FCC Chairman Calls Net Neutrality a 'Mistake' (theverge.com)
FCC chairman Ajit Pai said today that net neutrality was "a mistake" and that the commission is now "on track" to return to a much lighter style of regulation. The Verge adds: "Our new approach injected tremendous uncertainty into the broadband market," Pai said during a speech at Mobile World Congress this afternoon. "And uncertainty is the enemy of growth." Pai has long been opposed to net neutrality and voted against the proposal when it came up in 2015. While he hasn't specifically stated that he plans to reverse the order now that he's chairman, today's speech suggests pretty clearly that he's aiming to. [...] Pai's argument is that internet providers were doing just fine under the old rules and that the new ones have hurt investment.
Godamn ads covering the content!
Actually, I can:
https://consumerist.com/2014/02/23/netflix-agrees-to-pay-comcast-to-end-slowdown/
https://www.extremetech.com/computing/186576-verizon-caught-throttling-netflix-traffic-even-after-its-pays-for-more-bandwidth
I'm sure there is more.
>This tells you everything you need to know about Pai's priorities
Well, his remarks were made at trade show of mobile industry, so of course they were going to be more business centric than consumer oriented. duh.
But here's a few comments from his speech that the Verge didn't bother to share.
First, during the Clinton Administration in the 1990s, American policymakers forged a
historic consensus across party lines that the Internet should be free from heavy-handed
regulation. Instead of government telling broadband operators where to invest, how much to
invest, or how to run their networks, we let market forces guide these decisions. Regulators made
a conscious choice not to apply to the Internet the outdated rules crafted in the 1930s for a
telephone monopoly. After all, complex rules designed to regulate a monopoly will inevitably
push the market toward a monopoly. Instead, our policy was a modern one that gave the private
sector the flexibility it needed to innovate.

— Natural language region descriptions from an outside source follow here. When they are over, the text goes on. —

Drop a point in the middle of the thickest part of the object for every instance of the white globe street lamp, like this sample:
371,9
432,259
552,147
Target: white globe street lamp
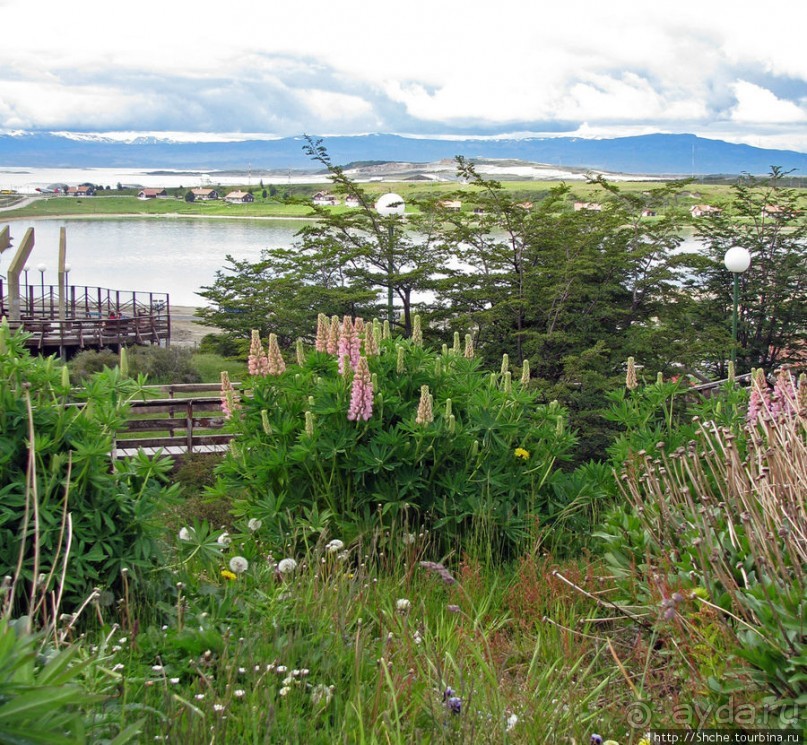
389,205
737,260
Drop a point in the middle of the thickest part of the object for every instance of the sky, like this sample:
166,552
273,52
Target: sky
721,69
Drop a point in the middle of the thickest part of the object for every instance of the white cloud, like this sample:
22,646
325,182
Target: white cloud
358,65
758,105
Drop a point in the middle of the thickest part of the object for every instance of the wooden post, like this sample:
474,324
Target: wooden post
62,274
189,426
14,269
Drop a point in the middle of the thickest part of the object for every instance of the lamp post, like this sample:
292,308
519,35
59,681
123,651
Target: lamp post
41,269
737,260
387,206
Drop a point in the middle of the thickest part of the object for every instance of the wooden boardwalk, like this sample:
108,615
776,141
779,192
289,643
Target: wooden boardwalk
181,420
88,318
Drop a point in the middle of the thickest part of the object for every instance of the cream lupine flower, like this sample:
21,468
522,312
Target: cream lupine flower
321,344
370,341
469,346
630,376
425,413
417,332
257,363
229,400
333,336
361,394
277,365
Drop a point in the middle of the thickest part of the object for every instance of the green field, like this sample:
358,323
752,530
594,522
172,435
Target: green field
296,201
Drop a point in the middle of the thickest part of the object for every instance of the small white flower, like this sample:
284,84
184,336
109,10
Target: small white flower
239,564
224,539
321,695
286,566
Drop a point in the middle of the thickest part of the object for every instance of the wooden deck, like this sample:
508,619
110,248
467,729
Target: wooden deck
88,318
182,420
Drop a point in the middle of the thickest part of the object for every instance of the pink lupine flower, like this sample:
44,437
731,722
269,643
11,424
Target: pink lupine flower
277,364
321,344
361,393
332,346
257,363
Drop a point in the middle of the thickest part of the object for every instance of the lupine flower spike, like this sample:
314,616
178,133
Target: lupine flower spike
370,341
469,347
333,336
361,394
277,366
229,401
630,377
321,344
257,363
417,333
425,413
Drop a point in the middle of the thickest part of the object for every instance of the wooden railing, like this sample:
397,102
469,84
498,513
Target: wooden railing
181,420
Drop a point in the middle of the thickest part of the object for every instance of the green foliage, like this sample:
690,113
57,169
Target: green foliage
710,524
764,217
40,698
58,489
160,364
460,474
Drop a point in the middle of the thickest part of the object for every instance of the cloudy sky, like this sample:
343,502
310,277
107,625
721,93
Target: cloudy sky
717,68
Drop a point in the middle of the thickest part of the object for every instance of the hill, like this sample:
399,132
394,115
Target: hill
656,154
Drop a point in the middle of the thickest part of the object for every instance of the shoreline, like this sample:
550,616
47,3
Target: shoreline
146,215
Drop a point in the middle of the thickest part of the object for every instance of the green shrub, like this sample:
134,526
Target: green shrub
61,499
474,467
160,364
717,524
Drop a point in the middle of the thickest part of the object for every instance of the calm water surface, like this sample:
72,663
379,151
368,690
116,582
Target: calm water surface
172,255
177,256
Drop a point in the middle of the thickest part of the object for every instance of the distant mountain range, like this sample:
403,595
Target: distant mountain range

Today, there are nearly 250 million smartphones
in the United States alone that consumers use for everything from uploading live-stream videos to
playing games—and even placing the occasional phone call. In all seriousness, though, we
would not have seen such innovation if, in the 1990s, the government had treated broadband like
a railroad or water utility.
However, two years ago, the United States deviated from our successful, light-touch
approach. The FCC decided to apply last-century, utility-style regulation to today’s broadband
networks. Rules developed to tame a 1930s monopoly were imported into the 21st century to
regulate the Internet. This reversal wasn’t necessary to solve any problem; we were not living in
a digital dystopia. The policies of the Clinton Administration, the Bush Administration, and the
first term of the Obama Administration had produced both a free and open Internet and strong
incentives for private investment in broadband infrastructure.
Two years later, it has become evident that the FCC made a mistake. Our new approach
injected tremendous uncertainty into the broadband market. And uncertainty is the enemy of
growth. After the FCC embraced utility-style regulation, the United States experienced the first-ever decline in broadband investment outside of a recession. In fact, broadband investment remains lower today than it was when the FCC changed course in 2015. And we have seen much concern about whether the FCC would permit or ban service plans.
Of course, an article honestly addressing those points would have been preferable to the sorry Verge cherry-picking text and then proceeding to simply state the opposite without citation or evidence of data contradicting Pai points crap that got posted here on Slashdot. But I guess Slashdot gotta do its part to keep up that steady drumbeat of anti-Trump messaging.